The kind of tactile declaration of Thomas is exactly the foundational essence of the witness in beginning of 1 John.
Now of course you have the comment attributed to Jesus in John 20:29,
Jesus said to him, “Have you believed because you have seen me? Blessed are those who have not seen and yet have come to believe.”
This seems like a reactionary addition that would enable control of groups of people later as the community was fragmenting and they were giving up on their core value of individual experience. The Gospel starts with the first words of Jesus in John 1:39. Jesus invites his disciples to "Come and see." Demonstrating the linguistic anomaly of John 20:29 in the Johannine context is a topic for another post, but seems clear to me.
Another major argument against this (by Elaine Pagels in her Book Beyond Belief) is that Thomas didn't receive "the breath" to carry on the work of Christ in the world at the first meeting (John 20:22). So, without the breath, he is not a real disciple.

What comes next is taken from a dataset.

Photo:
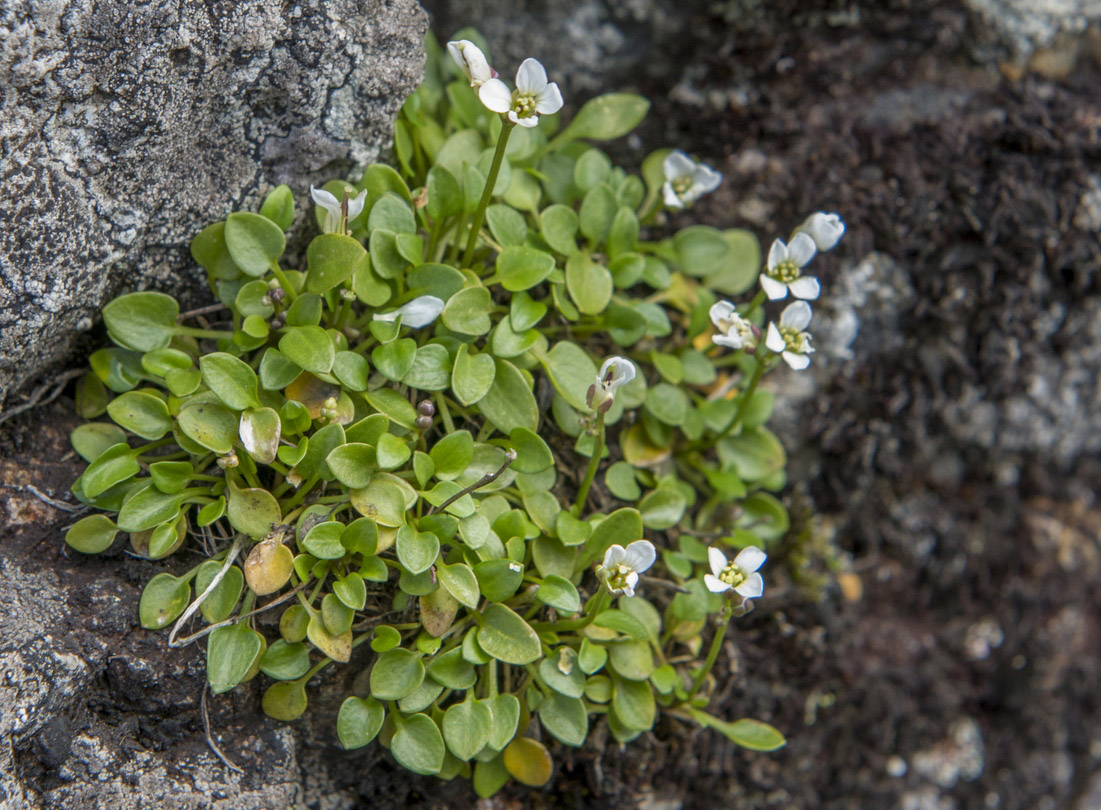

But if Thomas is perceived as the beloved disciple, then Thomas received the breath of Christ at the foot of the cross in John 19:26,27,30 we have
When Jesus saw his mother and the disciple whom he loved standing beside her, he said to his mother, “Woman, here is your son.” Then he said to the disciple, “Here is your mother.” And from that hour the disciple took her into his own home. ... When Jesus had received the wine, he said, “It is finished.” Then he bowed his head and handed over his breath.
Here, Thomas was standing at the foot of the cross when Christ handed over the breath of his earthly life. This has Thomas as an exact continuation of the earthly work of Christ. The word for "handed over" (paradidómi) is the same word used to describe how Judas Iscariot handed Christ over to the authorities (KJV translates it as "gave up the ghost"). The word for ghost is the same word for what Jesus imparted to the disciples. Greek: pneuma = breath/spirit.
Two final things:
The Beloved Disciple being paired to the mother of Jesus as her son and she as the BD's mother (19:26) could be seen as making the beloved disciple into Jesus' twin here at the cross. "Thomas" is Aramaic for "twin," and "Didymus" is Greek for "twin."
Last thing: Of all the names used in the received text of the Gospel of John, there is only one name that appears seven times. It is Thomas (count them for yourself in the concordance). And of course, the number seven is the number of completeness and purity for the Jews, and certainly something important to the author of the fourth gospel. It would not have been lost, on the authors, where the number seven appeared.
I'll end by saying that none of these thoughts are my own. Every single idea I have comes from other places, by definition of our condition. A large portion of these ideas are articulated in Rev. Dr. Prof. James H. Charlesworth's text, The Beloved Disciple: whose witness validates the Gospel of John?. Some of them come from my own reading.